Position title: Professor

Division of Allergy, Immunology, and Rheumatology


BS, University of Wisconsin–Madison, Madison, Wisconsin
MD, University of Minnesota Medical School, Minneapolis, Minnesota
Predoctoral Fellowship, University of Minnesota, Minneapolis, Minnesota
Internship, Pediatrics, University of California, San Diego, California
Residency, Pediatrics, Boston Children’s, Harvard University, Boston, Massachusetts
Clinical Fellowship, Allergy, Immunology, and Rheumatology, University of California, San Francisco, California
Postdoctoral Fellowship, Stanford University, Stanford, California

Professional Activities

Dr. Christine Seroogy is tenured professor in the Division of Allergy, Immunology, and Rheumatology.
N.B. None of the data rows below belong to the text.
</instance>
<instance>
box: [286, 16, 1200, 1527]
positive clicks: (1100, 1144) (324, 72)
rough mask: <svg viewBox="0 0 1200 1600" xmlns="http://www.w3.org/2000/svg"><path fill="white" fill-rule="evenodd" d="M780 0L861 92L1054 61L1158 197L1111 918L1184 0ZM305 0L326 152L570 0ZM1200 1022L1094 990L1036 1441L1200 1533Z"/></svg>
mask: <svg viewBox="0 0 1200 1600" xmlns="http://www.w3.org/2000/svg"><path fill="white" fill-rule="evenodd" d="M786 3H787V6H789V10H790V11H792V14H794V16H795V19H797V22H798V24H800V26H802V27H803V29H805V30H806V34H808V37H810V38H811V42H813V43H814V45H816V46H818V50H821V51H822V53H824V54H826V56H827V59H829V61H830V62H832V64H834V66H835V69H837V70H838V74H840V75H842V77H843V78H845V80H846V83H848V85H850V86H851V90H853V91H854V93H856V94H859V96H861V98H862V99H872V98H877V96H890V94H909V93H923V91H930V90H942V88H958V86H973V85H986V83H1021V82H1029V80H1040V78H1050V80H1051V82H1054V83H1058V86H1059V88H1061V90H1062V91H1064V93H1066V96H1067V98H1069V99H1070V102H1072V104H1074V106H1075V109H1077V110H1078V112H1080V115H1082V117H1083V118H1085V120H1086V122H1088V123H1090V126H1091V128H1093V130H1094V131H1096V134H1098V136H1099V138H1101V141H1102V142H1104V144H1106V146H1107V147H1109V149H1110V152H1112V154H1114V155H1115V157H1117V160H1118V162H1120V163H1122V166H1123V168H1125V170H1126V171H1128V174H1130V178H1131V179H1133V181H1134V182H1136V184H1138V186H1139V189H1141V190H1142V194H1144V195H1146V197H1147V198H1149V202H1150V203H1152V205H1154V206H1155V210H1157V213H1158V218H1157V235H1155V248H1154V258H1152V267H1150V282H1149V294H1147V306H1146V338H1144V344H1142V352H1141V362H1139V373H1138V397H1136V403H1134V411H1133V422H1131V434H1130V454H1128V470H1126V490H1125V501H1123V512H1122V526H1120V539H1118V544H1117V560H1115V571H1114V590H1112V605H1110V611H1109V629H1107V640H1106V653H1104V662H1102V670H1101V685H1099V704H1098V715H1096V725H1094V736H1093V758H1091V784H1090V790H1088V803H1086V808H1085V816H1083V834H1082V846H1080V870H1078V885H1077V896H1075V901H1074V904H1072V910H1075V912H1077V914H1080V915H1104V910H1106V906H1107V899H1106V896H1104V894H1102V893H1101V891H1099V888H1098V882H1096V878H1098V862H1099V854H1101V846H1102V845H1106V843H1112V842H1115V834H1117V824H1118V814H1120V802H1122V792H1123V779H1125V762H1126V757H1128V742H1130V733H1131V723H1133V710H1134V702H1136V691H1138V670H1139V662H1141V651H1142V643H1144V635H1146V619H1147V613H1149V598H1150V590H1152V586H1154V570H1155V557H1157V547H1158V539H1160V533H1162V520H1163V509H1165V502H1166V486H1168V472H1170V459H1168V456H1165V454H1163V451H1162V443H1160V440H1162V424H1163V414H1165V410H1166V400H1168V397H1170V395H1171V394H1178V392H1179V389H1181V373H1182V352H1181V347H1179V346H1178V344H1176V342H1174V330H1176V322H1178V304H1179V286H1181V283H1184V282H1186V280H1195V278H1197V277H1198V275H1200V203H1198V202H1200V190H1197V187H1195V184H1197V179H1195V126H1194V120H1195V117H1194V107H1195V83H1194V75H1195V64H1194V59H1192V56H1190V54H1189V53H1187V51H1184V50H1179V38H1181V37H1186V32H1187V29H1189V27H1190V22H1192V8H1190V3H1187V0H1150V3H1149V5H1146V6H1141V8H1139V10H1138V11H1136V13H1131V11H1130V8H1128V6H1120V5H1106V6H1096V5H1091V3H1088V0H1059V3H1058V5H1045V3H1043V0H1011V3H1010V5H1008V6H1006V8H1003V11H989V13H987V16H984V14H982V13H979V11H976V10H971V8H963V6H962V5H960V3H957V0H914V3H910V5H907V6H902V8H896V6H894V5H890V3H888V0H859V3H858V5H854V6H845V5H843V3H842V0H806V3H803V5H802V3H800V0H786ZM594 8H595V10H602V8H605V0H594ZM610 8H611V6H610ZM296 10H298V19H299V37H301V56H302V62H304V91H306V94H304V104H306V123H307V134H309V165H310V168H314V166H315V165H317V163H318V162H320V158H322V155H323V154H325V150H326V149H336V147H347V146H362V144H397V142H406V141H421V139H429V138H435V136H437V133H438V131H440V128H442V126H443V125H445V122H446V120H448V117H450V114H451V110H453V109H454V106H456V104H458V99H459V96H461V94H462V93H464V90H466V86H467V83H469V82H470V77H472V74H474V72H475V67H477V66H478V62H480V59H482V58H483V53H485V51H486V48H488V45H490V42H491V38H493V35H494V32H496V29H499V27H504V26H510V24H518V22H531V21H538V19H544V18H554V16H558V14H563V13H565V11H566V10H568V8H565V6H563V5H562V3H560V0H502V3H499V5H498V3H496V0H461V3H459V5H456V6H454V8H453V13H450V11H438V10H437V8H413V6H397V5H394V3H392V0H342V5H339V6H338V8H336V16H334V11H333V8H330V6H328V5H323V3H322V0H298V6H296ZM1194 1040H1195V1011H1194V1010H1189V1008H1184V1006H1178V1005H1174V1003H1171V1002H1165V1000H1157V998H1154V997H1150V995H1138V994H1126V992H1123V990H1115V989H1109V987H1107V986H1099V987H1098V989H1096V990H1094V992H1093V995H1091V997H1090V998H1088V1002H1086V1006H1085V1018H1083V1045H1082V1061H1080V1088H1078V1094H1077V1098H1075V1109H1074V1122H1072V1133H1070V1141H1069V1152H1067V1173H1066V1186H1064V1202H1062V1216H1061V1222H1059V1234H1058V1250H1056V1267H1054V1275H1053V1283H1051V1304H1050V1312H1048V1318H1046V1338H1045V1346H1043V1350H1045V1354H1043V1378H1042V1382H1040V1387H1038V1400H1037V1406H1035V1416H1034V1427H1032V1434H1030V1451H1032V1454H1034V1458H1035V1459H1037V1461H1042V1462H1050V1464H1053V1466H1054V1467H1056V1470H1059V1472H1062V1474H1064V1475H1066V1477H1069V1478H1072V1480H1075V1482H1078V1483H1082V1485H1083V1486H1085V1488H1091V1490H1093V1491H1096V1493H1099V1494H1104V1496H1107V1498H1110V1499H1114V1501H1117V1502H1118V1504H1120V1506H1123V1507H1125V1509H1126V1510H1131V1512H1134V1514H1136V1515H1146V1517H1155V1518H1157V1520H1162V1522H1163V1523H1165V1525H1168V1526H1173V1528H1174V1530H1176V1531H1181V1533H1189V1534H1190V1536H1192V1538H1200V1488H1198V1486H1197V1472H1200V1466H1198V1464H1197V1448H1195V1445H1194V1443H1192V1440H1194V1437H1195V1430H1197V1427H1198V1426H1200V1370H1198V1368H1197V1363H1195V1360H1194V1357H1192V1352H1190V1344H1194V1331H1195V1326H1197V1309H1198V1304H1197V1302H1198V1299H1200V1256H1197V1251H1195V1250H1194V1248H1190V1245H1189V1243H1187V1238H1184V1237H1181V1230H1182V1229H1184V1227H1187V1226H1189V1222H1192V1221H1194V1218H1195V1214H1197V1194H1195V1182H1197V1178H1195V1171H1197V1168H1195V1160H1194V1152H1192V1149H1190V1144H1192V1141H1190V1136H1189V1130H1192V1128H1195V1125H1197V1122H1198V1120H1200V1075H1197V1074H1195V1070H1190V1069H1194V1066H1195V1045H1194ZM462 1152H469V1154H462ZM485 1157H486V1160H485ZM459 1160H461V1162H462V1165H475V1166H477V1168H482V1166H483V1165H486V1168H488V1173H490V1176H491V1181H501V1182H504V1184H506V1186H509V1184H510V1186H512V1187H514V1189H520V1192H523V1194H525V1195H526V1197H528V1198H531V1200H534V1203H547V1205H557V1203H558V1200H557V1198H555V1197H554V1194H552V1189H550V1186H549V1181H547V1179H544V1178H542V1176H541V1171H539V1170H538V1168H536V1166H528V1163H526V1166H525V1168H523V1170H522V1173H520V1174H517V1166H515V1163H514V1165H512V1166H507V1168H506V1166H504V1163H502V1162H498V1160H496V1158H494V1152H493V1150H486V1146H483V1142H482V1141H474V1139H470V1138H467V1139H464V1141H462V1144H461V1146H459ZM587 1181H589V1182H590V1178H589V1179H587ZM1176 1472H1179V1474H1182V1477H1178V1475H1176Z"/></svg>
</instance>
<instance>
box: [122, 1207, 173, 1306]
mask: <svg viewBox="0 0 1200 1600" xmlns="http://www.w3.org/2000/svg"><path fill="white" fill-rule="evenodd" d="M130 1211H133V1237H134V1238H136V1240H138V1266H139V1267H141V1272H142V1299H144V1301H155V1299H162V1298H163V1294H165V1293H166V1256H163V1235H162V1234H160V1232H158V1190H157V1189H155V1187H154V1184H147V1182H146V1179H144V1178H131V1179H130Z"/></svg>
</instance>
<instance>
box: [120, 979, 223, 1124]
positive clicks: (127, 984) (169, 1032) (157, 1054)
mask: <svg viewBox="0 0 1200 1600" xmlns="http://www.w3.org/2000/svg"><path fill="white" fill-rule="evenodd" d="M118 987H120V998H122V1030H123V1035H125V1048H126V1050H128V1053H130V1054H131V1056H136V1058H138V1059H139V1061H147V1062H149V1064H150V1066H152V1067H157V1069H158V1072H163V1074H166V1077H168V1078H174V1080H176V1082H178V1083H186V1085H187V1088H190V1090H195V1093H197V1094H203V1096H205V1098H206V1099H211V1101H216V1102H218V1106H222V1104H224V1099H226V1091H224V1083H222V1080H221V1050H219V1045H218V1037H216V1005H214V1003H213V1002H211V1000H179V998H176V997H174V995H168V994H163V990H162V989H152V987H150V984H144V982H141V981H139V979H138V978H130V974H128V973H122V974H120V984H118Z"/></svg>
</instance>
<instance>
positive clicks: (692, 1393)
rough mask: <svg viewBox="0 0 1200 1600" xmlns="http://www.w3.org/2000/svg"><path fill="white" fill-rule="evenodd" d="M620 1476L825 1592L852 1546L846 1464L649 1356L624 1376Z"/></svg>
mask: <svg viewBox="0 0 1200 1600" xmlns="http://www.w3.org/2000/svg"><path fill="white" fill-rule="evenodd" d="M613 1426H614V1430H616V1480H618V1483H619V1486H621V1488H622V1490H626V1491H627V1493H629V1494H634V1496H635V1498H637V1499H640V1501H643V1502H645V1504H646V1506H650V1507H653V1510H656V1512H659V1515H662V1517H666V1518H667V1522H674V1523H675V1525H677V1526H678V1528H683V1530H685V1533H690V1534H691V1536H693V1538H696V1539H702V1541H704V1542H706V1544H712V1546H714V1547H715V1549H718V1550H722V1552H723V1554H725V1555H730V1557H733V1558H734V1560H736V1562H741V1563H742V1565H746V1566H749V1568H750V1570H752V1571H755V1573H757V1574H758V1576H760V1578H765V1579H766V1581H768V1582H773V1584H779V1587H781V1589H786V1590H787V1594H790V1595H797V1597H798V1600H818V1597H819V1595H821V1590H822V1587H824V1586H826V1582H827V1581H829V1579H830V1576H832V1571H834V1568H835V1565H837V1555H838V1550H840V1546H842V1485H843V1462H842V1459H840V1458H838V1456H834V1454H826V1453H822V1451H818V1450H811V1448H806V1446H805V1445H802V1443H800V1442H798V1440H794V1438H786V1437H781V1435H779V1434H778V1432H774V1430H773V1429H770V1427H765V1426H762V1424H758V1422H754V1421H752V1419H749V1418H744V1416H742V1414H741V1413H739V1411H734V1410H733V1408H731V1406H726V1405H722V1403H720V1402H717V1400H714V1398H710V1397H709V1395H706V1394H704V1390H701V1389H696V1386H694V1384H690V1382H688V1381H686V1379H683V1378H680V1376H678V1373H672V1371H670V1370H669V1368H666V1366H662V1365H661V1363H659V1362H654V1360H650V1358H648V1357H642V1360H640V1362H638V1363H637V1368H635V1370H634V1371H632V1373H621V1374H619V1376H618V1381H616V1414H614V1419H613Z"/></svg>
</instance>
She is also the assistant medical director of the clinical research unit which is supported by the Institute for Clinical and Translational Research (ICTR). Seroogy has co-led the NIH funded Wisconsin Infant Study Cohort (WISC) since its inception in 2013.

Clinical Interests

Seroogy oversees the Primary Immunodeficiency Clinic at the American Family Children’s Hospital. She has also been a consultant for the Wisconsin Newborn Screening Severe Combined Immune Deficiency program since 2008. Seroogy has a long-standing commitment to improving health care delivery to Wisconsin Plain communities. Through this work, she has worked with numerous community and academic partners as well as the Plain community to improve access to health care and develop cutting edge, low cost testing.

Research Interests

Seroogy’s research program is aimed at characterizing early life immune development using unique birth cohorts and multi-omic technologies. The ultimate goal of this work is to define the mechanistic underpinnings of microbial and immune interfaces which modulate risk for allergic inflammation to inform future primary prevention strategies. Seroogy has authored over 90 peer-reviewed manuscripts and is a contributing author for several textbooks in the field of allergy and immunology.